To say I was surprised by the response to my November 2011 essay "How Cable TV Made Me Lose My Religion and My Mother" would be an understatement. In this post I recounted how my mother had been negatively influenced by conservative media forces and how our relationship deteriorated in the last years of her life. While I was deeply touched by the expressions of sympathy I received, the comments also revealed that I was not alone in my experience.
As I read the feedback, I often found myself overwhelmed by the depth of emotion expressed. Sadly, the most often repeated comment came from those who said that because of extremist media influences they had also experienced ruptures in their relationships. Over and over again, I read heartbreaking stories about a parent, a spouse, a sibling, an aunt, uncle, or close friend who began watching Fox News and had dramatically changed. Consequently their relationships had also changed -- and for the worse. In many cases the parties no longer even spoke.
Some suggested that those of us who had lost or damaged relationships because of Fox News should form a support group. That's probably not a bad idea. But, while it might be cathartic for those still processing or grieving the loss of relationships, I still find myself asking what could be done to prevent these rifts from happening in the first place. What can I do? What can we do?
Many responders suggested that the discussion of politics and religion should be avoided at all costs. That proverbial wisdom might work for some, but it could never have worked for my mother and me. Politics and religion were too important to us. Furthermore, I felt strongly that I wouldn't be true to myself or protective of her if I allowed some of her thinking to go unchallenged. For example, when she told me of her plan to purchase a freeze-dried food kit touted by Glenn Beck at a price tag of over $1,000 in preparation for some vague imminent global catastrophe, how could I not speak up? This type of fear mongering (and profiteering), particularly when directed at the elderly and most vulnerable, is criminal in my opinion. I could not bear to see my mother endure unnecessary stress based on lies.
In her way, she was equally protective of me, believing that I had been led astray by my education and exposure to a "secular" world. My liberal views were of great concern to her. As my mother, she wanted nothing more than my safety, security, and happiness. I have no doubt she felt that I was dreadfully unprepared for what might lie ahead, and she could not in good conscience hold her tongue when it came to beliefs she felt would lead me to ruin.
I like to think this was a rather healthy aspect of our relationship. Had we not cared deeply for one another, we wouldn't have bothered to belabor our points of view.

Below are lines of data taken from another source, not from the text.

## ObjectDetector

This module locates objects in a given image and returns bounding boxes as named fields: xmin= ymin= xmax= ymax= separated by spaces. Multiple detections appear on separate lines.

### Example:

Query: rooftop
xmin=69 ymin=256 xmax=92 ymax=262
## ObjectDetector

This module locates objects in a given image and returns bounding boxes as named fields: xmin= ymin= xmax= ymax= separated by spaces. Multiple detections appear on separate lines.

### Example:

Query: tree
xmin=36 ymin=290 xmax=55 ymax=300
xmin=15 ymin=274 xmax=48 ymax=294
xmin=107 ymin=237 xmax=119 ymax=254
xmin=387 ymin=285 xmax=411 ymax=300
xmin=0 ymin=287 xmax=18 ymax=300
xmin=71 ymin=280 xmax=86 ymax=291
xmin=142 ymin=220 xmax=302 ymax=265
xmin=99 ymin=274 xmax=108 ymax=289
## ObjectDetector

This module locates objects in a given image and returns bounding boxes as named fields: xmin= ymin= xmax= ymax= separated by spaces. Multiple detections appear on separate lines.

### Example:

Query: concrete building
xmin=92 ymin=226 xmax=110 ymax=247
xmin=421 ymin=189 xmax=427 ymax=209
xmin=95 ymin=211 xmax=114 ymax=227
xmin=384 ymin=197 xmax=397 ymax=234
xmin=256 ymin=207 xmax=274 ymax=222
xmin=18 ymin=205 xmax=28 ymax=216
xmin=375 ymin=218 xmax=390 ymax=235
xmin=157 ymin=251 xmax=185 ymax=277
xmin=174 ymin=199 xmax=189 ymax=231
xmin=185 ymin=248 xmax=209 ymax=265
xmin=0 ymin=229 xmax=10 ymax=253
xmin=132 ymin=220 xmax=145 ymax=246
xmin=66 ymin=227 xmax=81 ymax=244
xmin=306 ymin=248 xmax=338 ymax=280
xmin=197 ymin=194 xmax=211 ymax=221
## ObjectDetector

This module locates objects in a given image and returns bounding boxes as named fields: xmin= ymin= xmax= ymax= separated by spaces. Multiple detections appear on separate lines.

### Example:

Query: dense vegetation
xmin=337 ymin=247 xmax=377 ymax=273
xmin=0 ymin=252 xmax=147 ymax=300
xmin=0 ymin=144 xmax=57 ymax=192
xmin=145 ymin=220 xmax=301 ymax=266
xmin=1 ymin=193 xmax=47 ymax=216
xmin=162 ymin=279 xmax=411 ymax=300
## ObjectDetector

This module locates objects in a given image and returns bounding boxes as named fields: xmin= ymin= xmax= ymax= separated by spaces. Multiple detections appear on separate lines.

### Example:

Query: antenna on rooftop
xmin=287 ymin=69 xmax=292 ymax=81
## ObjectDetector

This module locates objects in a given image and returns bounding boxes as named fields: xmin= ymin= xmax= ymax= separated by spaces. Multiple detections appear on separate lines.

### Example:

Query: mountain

While some readers accused me of lacking respect for my mother, I would counter that it would have been disrespectful not to say what I truly thought. She wasn't that fragile. Avoiding the issues that divided us would have shown disrespect for her intelligence.
There is no doubt in my mind that the 24-hour news cycle has led to the demise of countless relationships, but I don't think change is likely. With so much time to fill and ratings at stake, network executives have sought new tactics to attract and keep viewers. What concerns me most is the psychological trickery employed that engenders a false sense of intimacy. Cleaning out my mother's house I came across numerous handwritten prayer lists where she listed under the category of "enemies" Obama, Clintons, Kennedy, Pelosi and Reid. Under "leaders" she listed Rush, Glenn, Bill, Michelle, Sarah, and Sean. Her "enemies" were all elected officials addressed by last name only, while her "leaders" were media figures with whom she was on a first name basis.
This is one of the reasons Fox News consistently receives such high ratings. They know how to play on viewers' need for emotional intimacy. Such terms as Fox and Friends are used to great effect while the network simultaneously injects ever-increasing levels of conflict and fear. The threshold for truth is lowered in the process. Unfortunately, Fox has many faithful viewers who believe anything the network says. So, getting rid of this cast of characters any time soon is an unlikely solution to the problem.
If our news organizations were required, or at least held accountable to verify facts and present them without bias, much of the division and strife between the Left and the Right would likely diminish. And perhaps we can begin to demand this with our viewing habits. For example, while I adore Jon Stewart and Stephen Colbert for the creative (and hilarious) way they champion Left-leaning political views, I find National Public Radio and public television the most thorough and least emotionally charged news sources available.
So what is the answer? Do we form support groups and mourn our lost connections and the possible demise of our society due to the influence of sensational news organizations? Do we stop talking to our loved ones about our most important ideas and beliefs? Do we head to the streets to protest the media outlets that have the power to do so much damage to us? While there is no one solution for everyone, I maintain that continuing to communicate is our best way forward. And this must be done in a spirit of respect and care, rather than one-upmanship. I do not claim that this will be easy or ultimately effective. We may have to say our peace and let it go without ever convincing the other party of our "rightness." But that's okay. That type of give and take has been the essence of our democracy for over 200 years, and with a little luck, it will continue to be so.